Mas não precisava ter acontecido naquele dia.

Ada deixou para nós duas coisas que exigiam tempo para serem compreendidas.

Depois que os trabalhadores foram embora, atravessei o quintal da Ada e enchi o comedouro de pássaros.

As persianas tinham sido repintadas recentemente.

O mesmo azul que Leonard havia escolhido décadas antes.

Um cardeal pousou nas proximidades.

Fiquei ali parado até a luz do entardecer mudar.

Então voltei para casa, para minha casa de porta amarela, e abri outra caixa de cartões de Natal da Ada.

Eu havia chegado a 1979.

O ano em que Philip nasceu.

Os cartões estavam repletos de mensagens de parabéns.

Novo bebê.

Nova família.

Um futuro que se expande em todas as direções.

Muitos foram assinados:

**Ada e Leonard.**

Anos mais tarde, as assinaturas mudaram.

Depois veio apenas Ada.

Você poderia traçar o contorno de uma vida inteira através dessas caixas.

Casado.

Paternidade.

Amizades.

Perda.

Idade.

As pessoas iam desaparecendo uma a uma enquanto Ada continuava salvando cada carta.

Ela havia guardado todas elas.

A última caixa era do ano em que ela morreu.

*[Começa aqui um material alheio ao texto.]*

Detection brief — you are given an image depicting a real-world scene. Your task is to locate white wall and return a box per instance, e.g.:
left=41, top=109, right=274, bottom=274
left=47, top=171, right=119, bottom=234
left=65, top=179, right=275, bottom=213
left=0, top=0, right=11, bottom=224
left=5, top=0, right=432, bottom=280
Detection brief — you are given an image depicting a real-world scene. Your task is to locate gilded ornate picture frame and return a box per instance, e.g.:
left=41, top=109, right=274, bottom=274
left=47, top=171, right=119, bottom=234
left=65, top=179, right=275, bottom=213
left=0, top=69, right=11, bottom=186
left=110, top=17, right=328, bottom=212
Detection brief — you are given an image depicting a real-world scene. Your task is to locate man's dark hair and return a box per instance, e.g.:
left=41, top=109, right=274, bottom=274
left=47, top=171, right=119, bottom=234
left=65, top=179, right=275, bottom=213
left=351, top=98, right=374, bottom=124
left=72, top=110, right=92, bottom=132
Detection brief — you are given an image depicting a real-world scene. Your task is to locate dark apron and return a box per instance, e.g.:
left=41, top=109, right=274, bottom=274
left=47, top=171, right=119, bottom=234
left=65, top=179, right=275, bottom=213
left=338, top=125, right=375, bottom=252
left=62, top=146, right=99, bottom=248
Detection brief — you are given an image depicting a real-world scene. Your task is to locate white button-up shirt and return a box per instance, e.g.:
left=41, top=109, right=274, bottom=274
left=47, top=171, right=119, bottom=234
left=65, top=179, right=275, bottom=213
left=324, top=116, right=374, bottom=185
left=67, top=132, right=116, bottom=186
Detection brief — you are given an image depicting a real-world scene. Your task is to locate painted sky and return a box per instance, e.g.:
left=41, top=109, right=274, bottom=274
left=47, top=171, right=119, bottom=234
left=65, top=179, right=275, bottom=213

Eu ainda não o tinha aberto.

Eu não estava preparado.

E, pela primeira vez, eu sabia que Ada teria aprovado a ideia de esperar.

Philip me enviou um cartão de Natal mais tarde.

Lá dentro, ele havia escrito:

**Obrigado por tudo que você representou para ela. Digo isso sinceramente.**

Coloquei-o dentro de uma caixa de sapatos nova.

Talvez tenha sido assim que as tradições começaram.

Costumo pensar na tarde em que Ada me deu o envelope.

Passaram-se duas semanas até que ela faleceu.

Ela estava sentada lá fora, vestindo seu bom casaco cinza.

“Sente-se comigo”, disse ela.

Sentei-me no degrau da varanda.

Durante vários minutos, nenhum de nós disse uma palavra.

Ada entendia o silêncio melhor do que qualquer pessoa que eu conhecia.

Então ela entrou e voltou com o envelope de papel pardo.

“Preciso que você segure isto.”

“O que é?”

“Um envelope.”

“Ada.”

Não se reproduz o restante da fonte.